そう、あの時の夢みたいに。何もない闇の世界。

慧は驚きと恐怖の表情で、人影たちに言った。

「な、なんで…お前らがいるんだよ!!」

「ドウシテキミハ、ボクタチノイタセカイニイタ?」

「ドウヤッテボクタチノセカイニキタノ。」

人影たちは、慧にそう言いながら近づいていく。

慧は近づいてくる人影たちから逃げるように、

一歩一歩後ろに下がって行きながら、人影たちに言う。

「く、来るな!!」







しかし、人影たちはお構いなしに慧に近づきながら話していく。

「ナンデキミハ、ボクタチノスクコトヲトメタ。」

「ネェ、キカセテ…?」

「ドウシテアノトキニゲダシタノ?」

「ドウシテトメタノ?」

「ドウシテ、ドウヤッテボクタチノセカイニイタノカ。」

「ドウヤッテクルコトガデキタノカ。」

「なんなんだよお前らは…。」

「ネェ、キカセテ。」

「ネェ、オシエテ。」

「ハヤクイワナイト…。」

「『コロスヨ。

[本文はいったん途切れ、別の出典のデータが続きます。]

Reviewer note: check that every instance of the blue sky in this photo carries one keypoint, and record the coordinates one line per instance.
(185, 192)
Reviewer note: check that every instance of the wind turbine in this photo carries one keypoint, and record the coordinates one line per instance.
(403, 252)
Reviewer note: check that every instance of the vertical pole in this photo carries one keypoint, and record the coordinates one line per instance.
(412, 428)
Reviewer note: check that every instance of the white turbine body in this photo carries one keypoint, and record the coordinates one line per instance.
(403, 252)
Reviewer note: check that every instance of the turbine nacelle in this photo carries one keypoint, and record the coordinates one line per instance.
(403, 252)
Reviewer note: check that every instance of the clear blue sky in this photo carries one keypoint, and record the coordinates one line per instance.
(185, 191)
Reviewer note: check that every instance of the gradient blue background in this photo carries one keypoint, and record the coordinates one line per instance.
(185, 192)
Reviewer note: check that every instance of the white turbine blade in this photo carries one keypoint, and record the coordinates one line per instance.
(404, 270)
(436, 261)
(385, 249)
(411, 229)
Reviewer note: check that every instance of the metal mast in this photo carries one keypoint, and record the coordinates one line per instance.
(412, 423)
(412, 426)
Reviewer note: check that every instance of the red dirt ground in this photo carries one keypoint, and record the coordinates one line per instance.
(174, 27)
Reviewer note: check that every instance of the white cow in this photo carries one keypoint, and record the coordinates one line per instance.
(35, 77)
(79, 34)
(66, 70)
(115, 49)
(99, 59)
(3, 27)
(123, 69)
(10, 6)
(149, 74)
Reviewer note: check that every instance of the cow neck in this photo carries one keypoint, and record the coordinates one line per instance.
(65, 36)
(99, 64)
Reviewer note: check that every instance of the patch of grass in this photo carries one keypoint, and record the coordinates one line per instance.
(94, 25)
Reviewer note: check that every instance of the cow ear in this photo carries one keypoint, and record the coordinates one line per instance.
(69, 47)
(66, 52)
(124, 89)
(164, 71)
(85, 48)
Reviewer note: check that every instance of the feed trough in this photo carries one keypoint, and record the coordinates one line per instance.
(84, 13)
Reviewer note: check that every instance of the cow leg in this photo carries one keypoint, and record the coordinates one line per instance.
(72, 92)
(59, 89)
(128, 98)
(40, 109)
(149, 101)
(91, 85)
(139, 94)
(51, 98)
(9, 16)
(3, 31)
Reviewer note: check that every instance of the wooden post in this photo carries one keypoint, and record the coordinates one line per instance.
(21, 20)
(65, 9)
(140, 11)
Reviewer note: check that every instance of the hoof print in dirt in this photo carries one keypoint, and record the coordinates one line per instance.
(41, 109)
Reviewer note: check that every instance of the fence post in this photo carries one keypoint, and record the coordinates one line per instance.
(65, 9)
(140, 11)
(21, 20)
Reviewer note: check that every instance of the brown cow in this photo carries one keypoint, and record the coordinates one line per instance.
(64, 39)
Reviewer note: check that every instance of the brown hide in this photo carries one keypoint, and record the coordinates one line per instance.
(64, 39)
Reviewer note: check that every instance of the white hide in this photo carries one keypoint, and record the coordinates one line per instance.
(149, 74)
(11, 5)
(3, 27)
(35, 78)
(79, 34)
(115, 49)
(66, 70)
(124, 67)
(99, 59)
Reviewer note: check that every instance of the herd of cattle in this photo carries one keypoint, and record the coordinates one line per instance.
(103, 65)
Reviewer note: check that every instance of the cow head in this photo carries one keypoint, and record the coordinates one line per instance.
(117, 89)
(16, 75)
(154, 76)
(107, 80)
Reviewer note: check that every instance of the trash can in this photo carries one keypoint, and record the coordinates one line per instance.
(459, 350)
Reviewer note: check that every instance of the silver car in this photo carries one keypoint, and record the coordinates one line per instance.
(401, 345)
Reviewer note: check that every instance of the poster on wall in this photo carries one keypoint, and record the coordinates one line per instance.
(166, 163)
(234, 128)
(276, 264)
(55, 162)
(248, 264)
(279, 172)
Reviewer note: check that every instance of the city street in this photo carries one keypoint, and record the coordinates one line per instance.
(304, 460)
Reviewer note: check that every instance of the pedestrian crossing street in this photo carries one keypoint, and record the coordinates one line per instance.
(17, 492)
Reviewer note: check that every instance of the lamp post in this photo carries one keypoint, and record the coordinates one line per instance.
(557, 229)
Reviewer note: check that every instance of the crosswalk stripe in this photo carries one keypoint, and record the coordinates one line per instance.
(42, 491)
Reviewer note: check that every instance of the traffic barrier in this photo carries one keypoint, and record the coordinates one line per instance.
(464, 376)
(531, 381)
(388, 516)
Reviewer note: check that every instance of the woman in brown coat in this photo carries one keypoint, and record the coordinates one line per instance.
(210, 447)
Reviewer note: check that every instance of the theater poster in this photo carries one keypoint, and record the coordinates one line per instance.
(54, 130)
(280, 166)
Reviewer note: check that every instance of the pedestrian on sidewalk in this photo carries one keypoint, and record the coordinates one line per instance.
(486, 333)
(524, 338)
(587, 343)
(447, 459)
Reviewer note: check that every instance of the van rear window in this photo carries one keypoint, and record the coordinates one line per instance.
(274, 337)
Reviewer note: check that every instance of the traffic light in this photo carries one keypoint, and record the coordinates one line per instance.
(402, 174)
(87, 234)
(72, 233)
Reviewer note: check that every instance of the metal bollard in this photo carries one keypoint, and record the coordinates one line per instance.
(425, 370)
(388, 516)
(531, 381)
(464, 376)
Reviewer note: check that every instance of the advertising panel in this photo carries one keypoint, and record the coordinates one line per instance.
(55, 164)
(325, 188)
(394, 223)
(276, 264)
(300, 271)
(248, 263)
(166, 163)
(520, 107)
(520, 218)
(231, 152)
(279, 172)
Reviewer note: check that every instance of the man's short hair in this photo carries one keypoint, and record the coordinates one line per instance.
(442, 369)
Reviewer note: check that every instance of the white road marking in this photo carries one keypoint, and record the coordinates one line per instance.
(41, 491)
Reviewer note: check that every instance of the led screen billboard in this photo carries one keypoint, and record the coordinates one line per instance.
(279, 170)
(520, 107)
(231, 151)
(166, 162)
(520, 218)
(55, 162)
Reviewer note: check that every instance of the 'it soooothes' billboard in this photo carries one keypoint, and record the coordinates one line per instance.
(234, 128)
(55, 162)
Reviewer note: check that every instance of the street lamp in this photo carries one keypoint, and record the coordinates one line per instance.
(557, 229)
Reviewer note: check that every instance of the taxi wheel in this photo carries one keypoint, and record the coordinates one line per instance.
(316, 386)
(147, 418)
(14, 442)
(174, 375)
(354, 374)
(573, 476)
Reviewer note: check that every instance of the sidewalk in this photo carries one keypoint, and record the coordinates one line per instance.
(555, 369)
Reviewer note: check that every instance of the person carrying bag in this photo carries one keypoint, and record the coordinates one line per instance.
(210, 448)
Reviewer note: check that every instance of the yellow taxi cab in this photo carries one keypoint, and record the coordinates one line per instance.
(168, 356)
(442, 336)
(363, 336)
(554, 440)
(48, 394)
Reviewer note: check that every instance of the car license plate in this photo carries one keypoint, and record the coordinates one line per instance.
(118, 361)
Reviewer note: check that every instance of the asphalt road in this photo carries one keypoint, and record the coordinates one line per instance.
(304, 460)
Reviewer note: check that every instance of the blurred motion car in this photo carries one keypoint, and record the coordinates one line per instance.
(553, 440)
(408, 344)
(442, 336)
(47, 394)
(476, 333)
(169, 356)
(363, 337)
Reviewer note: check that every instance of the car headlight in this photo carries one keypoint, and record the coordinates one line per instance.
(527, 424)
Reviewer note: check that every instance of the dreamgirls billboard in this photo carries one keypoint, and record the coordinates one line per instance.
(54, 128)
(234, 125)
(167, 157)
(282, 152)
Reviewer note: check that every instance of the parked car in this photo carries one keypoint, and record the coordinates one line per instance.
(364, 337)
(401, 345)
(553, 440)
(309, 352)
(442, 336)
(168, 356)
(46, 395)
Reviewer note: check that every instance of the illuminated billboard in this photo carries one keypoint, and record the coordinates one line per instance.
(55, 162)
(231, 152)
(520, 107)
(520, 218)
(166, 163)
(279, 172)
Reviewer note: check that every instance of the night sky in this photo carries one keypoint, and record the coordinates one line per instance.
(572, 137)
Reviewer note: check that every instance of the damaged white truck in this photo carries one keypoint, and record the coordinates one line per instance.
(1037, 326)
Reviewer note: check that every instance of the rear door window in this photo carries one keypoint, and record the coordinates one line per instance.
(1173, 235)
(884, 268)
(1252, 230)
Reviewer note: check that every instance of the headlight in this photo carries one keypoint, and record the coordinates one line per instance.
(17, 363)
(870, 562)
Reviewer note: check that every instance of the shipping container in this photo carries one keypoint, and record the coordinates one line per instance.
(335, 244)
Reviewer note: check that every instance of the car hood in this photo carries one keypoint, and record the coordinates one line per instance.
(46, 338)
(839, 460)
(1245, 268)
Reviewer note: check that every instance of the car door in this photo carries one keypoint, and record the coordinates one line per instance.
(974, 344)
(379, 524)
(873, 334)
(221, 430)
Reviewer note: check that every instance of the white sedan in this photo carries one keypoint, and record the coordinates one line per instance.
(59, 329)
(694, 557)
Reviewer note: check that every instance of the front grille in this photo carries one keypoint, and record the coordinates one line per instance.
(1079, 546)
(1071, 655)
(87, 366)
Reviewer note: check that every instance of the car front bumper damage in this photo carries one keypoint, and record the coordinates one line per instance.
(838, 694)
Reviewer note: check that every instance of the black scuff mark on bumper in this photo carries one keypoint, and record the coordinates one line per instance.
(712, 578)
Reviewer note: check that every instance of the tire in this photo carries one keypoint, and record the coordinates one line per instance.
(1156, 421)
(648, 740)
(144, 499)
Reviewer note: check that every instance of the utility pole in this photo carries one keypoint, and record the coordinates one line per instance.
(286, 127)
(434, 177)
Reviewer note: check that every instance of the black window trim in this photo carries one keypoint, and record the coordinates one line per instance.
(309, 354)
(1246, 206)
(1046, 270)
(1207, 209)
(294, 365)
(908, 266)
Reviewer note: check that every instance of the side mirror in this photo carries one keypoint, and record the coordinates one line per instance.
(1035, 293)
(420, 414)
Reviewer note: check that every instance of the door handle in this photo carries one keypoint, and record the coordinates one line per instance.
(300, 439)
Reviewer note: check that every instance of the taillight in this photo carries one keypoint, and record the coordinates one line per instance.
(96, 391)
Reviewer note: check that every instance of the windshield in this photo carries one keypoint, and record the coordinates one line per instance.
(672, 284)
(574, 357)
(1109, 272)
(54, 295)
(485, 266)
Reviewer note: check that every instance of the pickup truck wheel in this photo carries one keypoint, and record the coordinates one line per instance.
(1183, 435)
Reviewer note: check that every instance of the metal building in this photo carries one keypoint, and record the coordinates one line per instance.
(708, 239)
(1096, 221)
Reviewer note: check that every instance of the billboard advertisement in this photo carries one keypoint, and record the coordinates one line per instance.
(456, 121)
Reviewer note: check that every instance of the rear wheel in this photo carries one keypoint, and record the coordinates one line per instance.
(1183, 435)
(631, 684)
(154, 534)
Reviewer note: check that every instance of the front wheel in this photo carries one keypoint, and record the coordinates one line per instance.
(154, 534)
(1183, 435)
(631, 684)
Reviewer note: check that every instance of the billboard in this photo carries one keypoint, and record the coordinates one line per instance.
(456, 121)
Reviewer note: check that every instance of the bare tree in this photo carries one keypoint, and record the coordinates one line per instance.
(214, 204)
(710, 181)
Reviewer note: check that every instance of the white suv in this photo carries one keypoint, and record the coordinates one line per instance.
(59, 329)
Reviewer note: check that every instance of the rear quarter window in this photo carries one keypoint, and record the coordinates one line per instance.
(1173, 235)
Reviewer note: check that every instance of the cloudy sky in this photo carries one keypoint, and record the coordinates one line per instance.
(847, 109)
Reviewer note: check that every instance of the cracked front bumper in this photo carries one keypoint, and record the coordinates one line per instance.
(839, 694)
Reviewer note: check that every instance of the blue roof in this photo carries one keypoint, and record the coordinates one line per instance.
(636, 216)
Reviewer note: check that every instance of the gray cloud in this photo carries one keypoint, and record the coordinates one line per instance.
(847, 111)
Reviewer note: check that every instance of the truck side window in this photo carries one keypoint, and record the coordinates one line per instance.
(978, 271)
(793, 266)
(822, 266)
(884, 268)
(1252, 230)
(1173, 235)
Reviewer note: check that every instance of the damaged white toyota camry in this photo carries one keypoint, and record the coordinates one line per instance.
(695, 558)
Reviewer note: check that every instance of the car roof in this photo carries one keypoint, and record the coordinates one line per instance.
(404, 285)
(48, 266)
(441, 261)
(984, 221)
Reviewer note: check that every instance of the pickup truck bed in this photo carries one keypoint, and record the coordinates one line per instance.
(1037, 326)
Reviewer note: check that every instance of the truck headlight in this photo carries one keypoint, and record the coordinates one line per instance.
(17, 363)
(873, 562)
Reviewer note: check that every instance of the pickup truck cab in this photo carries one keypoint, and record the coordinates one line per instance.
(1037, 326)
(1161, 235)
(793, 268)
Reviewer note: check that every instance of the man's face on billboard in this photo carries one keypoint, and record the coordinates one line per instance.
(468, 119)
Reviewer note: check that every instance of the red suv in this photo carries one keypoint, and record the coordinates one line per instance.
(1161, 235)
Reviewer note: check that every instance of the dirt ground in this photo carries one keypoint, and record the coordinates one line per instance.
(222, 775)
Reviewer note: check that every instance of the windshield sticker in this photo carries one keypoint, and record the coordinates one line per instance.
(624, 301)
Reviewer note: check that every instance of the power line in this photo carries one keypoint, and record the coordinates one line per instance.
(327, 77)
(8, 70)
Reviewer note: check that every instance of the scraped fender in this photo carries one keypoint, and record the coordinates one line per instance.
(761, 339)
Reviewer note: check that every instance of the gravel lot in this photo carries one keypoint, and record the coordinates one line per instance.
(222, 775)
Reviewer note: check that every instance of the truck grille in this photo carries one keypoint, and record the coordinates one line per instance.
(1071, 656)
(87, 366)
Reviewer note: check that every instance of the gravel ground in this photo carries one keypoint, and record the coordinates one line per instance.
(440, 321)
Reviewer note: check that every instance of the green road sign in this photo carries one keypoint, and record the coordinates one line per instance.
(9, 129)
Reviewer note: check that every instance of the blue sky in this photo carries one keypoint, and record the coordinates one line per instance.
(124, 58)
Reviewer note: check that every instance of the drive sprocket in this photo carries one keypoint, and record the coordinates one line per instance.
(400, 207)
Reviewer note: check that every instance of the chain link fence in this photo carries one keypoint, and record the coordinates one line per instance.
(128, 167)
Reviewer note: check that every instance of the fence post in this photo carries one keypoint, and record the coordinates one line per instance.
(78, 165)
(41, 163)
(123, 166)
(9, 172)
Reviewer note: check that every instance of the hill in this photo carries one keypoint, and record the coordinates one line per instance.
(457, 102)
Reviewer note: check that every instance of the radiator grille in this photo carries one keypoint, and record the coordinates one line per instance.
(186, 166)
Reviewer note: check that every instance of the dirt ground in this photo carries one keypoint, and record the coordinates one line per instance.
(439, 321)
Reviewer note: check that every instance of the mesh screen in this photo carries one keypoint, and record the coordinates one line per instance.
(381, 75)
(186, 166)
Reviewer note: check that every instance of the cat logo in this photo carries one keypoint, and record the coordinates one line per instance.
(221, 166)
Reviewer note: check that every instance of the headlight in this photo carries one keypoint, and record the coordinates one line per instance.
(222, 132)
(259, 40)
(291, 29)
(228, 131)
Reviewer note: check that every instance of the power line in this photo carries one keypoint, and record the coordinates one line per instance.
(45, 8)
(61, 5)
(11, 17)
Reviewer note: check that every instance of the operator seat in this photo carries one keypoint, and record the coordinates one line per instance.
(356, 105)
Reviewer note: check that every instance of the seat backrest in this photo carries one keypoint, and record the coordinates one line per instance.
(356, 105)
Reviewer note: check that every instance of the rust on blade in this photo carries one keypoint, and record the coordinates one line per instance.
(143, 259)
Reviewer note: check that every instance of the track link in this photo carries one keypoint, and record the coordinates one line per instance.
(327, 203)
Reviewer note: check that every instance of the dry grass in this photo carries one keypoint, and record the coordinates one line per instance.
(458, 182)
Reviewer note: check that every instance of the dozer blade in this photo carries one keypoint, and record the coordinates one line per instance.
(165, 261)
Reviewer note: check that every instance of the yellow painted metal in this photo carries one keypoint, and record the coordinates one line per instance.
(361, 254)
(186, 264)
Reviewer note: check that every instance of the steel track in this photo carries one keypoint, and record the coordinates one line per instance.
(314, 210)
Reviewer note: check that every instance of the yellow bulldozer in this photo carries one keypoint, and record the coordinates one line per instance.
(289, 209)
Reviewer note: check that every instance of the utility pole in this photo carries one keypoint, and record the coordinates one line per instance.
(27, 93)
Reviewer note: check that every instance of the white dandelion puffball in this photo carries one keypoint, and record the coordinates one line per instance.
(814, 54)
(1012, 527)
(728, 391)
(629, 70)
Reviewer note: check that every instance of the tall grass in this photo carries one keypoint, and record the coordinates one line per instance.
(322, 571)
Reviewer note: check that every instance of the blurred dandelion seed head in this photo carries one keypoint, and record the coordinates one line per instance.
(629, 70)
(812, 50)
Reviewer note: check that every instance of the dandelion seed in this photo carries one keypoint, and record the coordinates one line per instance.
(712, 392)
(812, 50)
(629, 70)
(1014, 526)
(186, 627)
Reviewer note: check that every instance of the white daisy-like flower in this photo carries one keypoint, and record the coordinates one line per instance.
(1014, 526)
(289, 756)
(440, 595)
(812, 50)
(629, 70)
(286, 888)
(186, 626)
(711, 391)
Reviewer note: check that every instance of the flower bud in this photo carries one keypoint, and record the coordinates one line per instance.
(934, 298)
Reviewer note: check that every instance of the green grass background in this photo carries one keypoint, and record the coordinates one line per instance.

』」

人影たちはそう言うと、慧に向かって刀や鎌、斧など刃物を振り上げました。

それと同時に慧は助けを求め叫んでいました。

「う、うわぁー!!誰か助けてくれー!!」


 慧が助けを求め叫んだと同時に、誰かが慧のところに駆け寄りながら人影に言った。

「やめろ!ブラックブラット!」

その人物が現れた途端、人影たちは慌てながら仲間に言っていく。

「ヤバイ!ミンナカエルゾ!」

「アイツハ‘コウゾク’ノヒトリダ!!」

「ケサレルマエニ、カエルンダ!」

人影たちがそう言いながら、一目散に逃げていく。

しかし、その人物は人影たちを逃がさなかった。

「お前らは、我らが滅する!!」

そう言った瞬間人影たちの姿が跡形もなく消えていた。

それを見ていた慧は、唖然としていた。

そのことに気付いたその人物は慧に話しかけていた。

「怪我は?」

その人物の一言に慧は我に返って、返事をした。

「えっ、あぁ、大丈夫です。」

その一言にその人物は安心した顔になりながら、慧に言った。

「よかった。君が無事で。」

「あっ、助けてくれてありがとうございました。
おかげで、死なずに済みました。えっと…」

「俺はライト・シンフォニー・フィリオ。」

「長いな…。ライトさんでいいですか?」

「さん付けはいらない。それと敬語もな。」

「で、でも…。」

「俺はお前と同じ年だ。穂高慧。」

「そ、そうなんですか!?…っていうかなんで俺の名前知って…。」

「話はここを出てからにしよう。」

「…はい。」

そう言ってライトは何かを唱えたかと思ったら、辺りが急に真っ白になった。

「慧。もう目を開けてもいいぞ。」

そう慧に言うと、恐る恐る目を開けるとそこは慧の部屋だった。

「えっ、俺の部屋…?」

慧が辺りを見回していると、ライトが慧を呼んだ。

「慧。そろそろ話を始めようか。」

「あ、はい。」

そう言うと慧はライトを座らせ自分もライトの目の前に座った。